After the hemp shops closed, the cannabis business largely fell into the hands of organized crime. That led to more violence. The use of firearms in the illegal hemp trade is no longer unusual.

In the summer of 2015, they experienced the last raid. He and several employees spent a day in police custody. The prosecutor wanted all the plants cut down. But he insisted his hemp be tested and threatened to sue for damages. The police labs finally gave the all-clear: The THC content was low enough.

THC versus CBD

THC (tetrahydrocannabinol) is responsible for the actual "buzz" when you smoke, thanks to its psychoactive effects. THC is a cannabinoid. Cannabinoids are chemical compounds that you won't find in any other drug. Around 120 of these compounds are known today. THC is the most famous one.

In recent years, a second cannabinoid has come into focus: cannabidiol (CBD). Unlike THC, CBD isn't psychoactive.
Right now, a lot of producers are trying to breed their hemp to have as much CBD as possible. The higher the content, the stronger the effect.

In a Zurich suburb, T.B. grows legal hemp with a high CBD content. "Business is great, we've already sold everything before the harvest," he says. "About two years ago, I emailed the prosecutor and told her I was going to grow cannabis with less than one percent THC." The prosecutor totally freaked out. "She asked if I was messing with her and told me my plan was highly illegal," says T.B. That's when he realized that law enforcement didn't really know the legal situation. But he didn't let that stop him.

Now, T.B. has a room with a total of 1,125 plants. "Breeding hemp with less than one percent THC and a high CBD content is a long process," T.B. explains. To get these plants, he crossed low-THC industrial hemp with high-quality illegal smoking hemp. "The plants should have as little THC as industrial hemp, but the taste and look of indoor plants." It took him a full two years to be happy with the result.

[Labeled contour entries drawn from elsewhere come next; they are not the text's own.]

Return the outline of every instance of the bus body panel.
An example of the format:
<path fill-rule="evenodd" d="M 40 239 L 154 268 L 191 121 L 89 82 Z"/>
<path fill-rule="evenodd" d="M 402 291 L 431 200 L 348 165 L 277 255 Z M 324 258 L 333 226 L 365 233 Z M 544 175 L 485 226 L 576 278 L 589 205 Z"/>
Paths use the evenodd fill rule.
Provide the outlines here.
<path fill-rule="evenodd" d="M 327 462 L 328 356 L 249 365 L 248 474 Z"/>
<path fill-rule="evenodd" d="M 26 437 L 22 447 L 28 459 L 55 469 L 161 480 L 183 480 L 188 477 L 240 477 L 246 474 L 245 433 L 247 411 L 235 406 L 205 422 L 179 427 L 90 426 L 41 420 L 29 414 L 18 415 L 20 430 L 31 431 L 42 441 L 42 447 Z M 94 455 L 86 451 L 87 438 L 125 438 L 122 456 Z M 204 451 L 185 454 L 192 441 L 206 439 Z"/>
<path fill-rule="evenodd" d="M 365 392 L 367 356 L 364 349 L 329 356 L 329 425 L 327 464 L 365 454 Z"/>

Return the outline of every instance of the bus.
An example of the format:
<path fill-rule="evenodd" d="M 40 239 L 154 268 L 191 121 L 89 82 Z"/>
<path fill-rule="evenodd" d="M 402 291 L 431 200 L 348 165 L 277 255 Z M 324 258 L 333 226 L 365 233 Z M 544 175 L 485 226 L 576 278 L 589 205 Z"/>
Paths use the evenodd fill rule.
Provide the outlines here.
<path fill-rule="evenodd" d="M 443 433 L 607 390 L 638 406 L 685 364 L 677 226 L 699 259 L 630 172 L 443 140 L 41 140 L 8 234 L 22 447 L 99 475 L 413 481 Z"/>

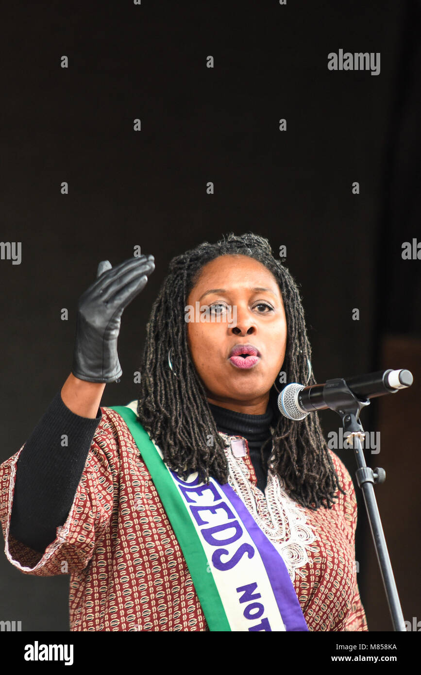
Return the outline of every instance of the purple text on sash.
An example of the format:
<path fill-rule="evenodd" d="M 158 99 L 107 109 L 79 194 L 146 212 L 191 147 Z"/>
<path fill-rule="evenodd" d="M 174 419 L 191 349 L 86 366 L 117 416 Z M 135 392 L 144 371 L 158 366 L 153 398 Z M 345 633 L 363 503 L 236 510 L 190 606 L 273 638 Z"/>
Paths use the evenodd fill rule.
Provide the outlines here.
<path fill-rule="evenodd" d="M 200 512 L 201 511 L 208 511 L 215 515 L 217 511 L 223 510 L 227 514 L 229 520 L 226 523 L 223 523 L 223 524 L 221 525 L 215 525 L 213 527 L 200 529 L 200 534 L 203 537 L 205 541 L 206 541 L 210 546 L 220 547 L 221 545 L 227 545 L 227 544 L 233 543 L 242 536 L 243 529 L 238 522 L 238 520 L 235 518 L 235 514 L 233 513 L 228 504 L 223 501 L 222 497 L 218 491 L 216 485 L 212 483 L 210 483 L 208 485 L 200 485 L 198 476 L 196 477 L 194 481 L 192 481 L 190 483 L 186 483 L 184 481 L 179 479 L 175 472 L 171 471 L 171 473 L 178 483 L 179 489 L 184 495 L 184 500 L 187 502 L 192 514 L 199 526 L 201 525 L 208 524 L 208 520 L 203 520 L 200 516 Z M 212 493 L 213 497 L 212 502 L 213 503 L 211 503 L 211 505 L 209 506 L 195 506 L 196 501 L 192 498 L 193 495 L 196 494 L 201 496 L 206 490 L 209 490 Z M 233 530 L 235 531 L 231 535 L 231 536 L 227 537 L 223 539 L 219 539 L 214 537 L 214 535 L 217 533 L 227 530 Z M 222 556 L 226 556 L 229 554 L 229 551 L 227 551 L 227 549 L 219 547 L 217 548 L 216 551 L 214 551 L 212 555 L 212 562 L 217 570 L 223 572 L 225 570 L 231 570 L 235 566 L 245 554 L 247 554 L 249 558 L 252 558 L 256 553 L 256 551 L 253 547 L 250 545 L 250 544 L 242 543 L 237 548 L 237 551 L 229 560 L 223 562 L 221 560 Z M 242 595 L 240 598 L 240 602 L 242 603 L 247 603 L 243 612 L 243 616 L 250 621 L 260 618 L 264 612 L 264 607 L 262 603 L 261 602 L 258 603 L 254 601 L 255 600 L 261 599 L 262 597 L 260 593 L 256 593 L 255 592 L 256 589 L 257 583 L 256 582 L 253 582 L 251 584 L 246 584 L 245 586 L 240 586 L 239 588 L 235 589 L 237 593 L 242 592 Z M 272 630 L 269 620 L 266 618 L 262 618 L 260 623 L 250 626 L 248 630 L 253 631 Z"/>

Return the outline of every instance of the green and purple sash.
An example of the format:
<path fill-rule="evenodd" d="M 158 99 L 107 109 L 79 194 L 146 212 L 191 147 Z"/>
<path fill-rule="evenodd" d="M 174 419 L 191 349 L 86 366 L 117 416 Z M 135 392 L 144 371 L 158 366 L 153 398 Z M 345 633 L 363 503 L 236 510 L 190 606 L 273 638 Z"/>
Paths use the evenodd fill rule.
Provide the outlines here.
<path fill-rule="evenodd" d="M 133 404 L 132 404 L 133 406 Z M 110 406 L 111 407 L 111 406 Z M 170 470 L 134 407 L 111 407 L 140 452 L 212 631 L 308 630 L 285 564 L 227 483 Z"/>

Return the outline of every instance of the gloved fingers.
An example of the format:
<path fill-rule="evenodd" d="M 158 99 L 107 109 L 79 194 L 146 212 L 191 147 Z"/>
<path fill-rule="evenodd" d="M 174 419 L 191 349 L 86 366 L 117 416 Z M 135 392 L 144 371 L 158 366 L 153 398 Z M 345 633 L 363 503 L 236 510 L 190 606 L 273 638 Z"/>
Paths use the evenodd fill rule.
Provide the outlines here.
<path fill-rule="evenodd" d="M 96 271 L 96 278 L 101 277 L 101 274 L 105 272 L 107 269 L 111 269 L 113 265 L 110 263 L 109 260 L 102 260 L 99 265 L 98 265 L 98 269 Z"/>
<path fill-rule="evenodd" d="M 125 260 L 123 263 L 120 263 L 119 265 L 116 265 L 115 267 L 111 267 L 111 269 L 103 267 L 103 273 L 101 273 L 101 275 L 98 277 L 96 280 L 91 284 L 86 293 L 90 294 L 91 292 L 94 292 L 99 288 L 101 288 L 101 294 L 104 294 L 107 290 L 109 283 L 112 279 L 115 279 L 121 274 L 124 274 L 128 269 L 136 267 L 140 263 L 145 263 L 150 261 L 151 259 L 153 260 L 152 255 L 141 255 L 138 258 L 129 258 L 128 260 Z M 107 261 L 103 261 L 102 262 L 105 263 Z M 101 265 L 101 263 L 100 263 L 99 265 Z M 99 269 L 99 265 L 98 267 Z"/>
<path fill-rule="evenodd" d="M 107 302 L 107 308 L 114 306 L 115 308 L 121 308 L 121 310 L 125 309 L 128 304 L 136 298 L 141 290 L 143 290 L 148 283 L 148 277 L 145 275 L 134 279 L 128 284 L 117 291 L 115 295 L 111 296 Z"/>
<path fill-rule="evenodd" d="M 138 279 L 140 277 L 152 274 L 155 265 L 153 261 L 146 260 L 138 263 L 136 265 L 128 266 L 125 270 L 122 270 L 117 277 L 112 278 L 107 283 L 103 288 L 100 288 L 96 292 L 96 295 L 99 295 L 103 302 L 106 302 L 109 304 L 112 302 L 111 298 L 121 290 L 124 286 L 127 286 L 134 279 Z"/>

"Breeding is the only thing I could be prosecuted for," he says. Because for that, he needs plants with a higher THC content. He doesn't want to show me his production room. He was recently warned: Someone wants to steal his mother plant. "Right now, there aren't many producers, and everyone is trying to breed a better plant than the competition," says T.B.

Is the CBD bubble about to burst?

"The demand for CBD hemp will never be as big as for illegal hemp," says the producer and entrepreneur. How the market will develop is still hard to say. "At first, everyone is curious and wants to try it out."

Right now, demand is high and supply is tight. "Everyone wants to get into the business now, but soon the price will drop," says T.B. In the end, only the big producers who offer high-quality products will survive, he thinks.

Just by looking, it's impossible to tell legal hemp from illegal. If the police check you, they'll confiscate legal hemp too.
Sellers and producers therefore distance themselves from any medical effects and ask customers to make their own experiences.
According to the Swiss Medical Association, CBD can be prescribed by doctors for moderate to severe spasticity in multiple sclerosis (MS). For that, doctors have to show that the disease severely affects quality of life and that other therapies haven't worked.